Jak dla mnie, nie chodzi w tym cytacie o to, „dlaczego nie wolno”, a o to, czy to jest konieczne i potrzebne. Bo jeśli nie potępiasz, nie musisz nic wybaczać. Potępienie jest ocenianiem. Ocena zaś, to sama wiesz już…. Taki to ma dla mnie związek. Jednak jeśli potępiłam, to lepiej dla mnie, jeśli przejdę proces wybaczenia. Zapomnij więc o wybaczaniu, nie oceniaj – tak podchodzę do tego.
Komu? To dobre pytanie… Najbardziej jednak sobie, że oceniłam, potępiłam. Czyny innych nie należą do mnie. Wybaczenie ma więc też związek z karmą. Każdy ma swoją i tu też z jednego wynika mi drugie, z drugiego trzecie. Nie oceniam czyjejś karmy, to nie moje zadanie.
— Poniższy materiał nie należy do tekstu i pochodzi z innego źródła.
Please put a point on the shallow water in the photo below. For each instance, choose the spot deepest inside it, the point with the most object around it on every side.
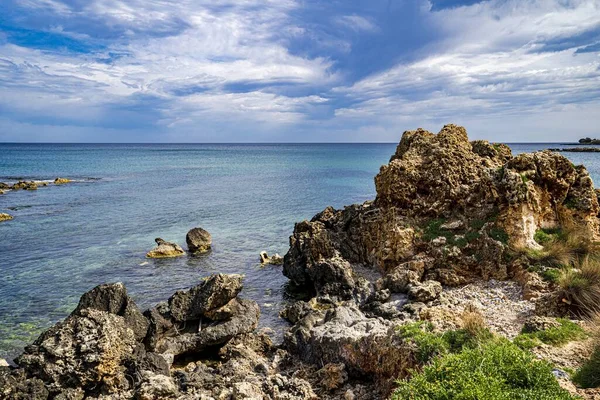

Moim zadaniem jestem ja. Jeśli nawet patrze na innych, to w sensie lustra. Bo drugi człowiek jest dla mnie lustrem. Tyle mi przyszło do głowy na tę chwilę.
Buziaki. :*
„Tu też kolejne słowo związane z tym tematem, które dla mnie jest mocno niejednoznaczne, tak samo jak wybaczanie” – to słowo przepraszam. Zdawało mi się, że napisałam. No cóż, pora obiadu…
Otóż to. Chodzi o słowo „przepraszam”, ale ja celowo pominęłam ten aspekt w notce, bo tu już, jak sama widziałaś, robi się temat rzeka z puszczaniem. Bo przepraszam i wybaczam to niemal to samo…
Doskonale rozumiem Twój dualizm – i też nie ubiorę tego w słowa. To już wysoka szkoła, bardzo wysoka.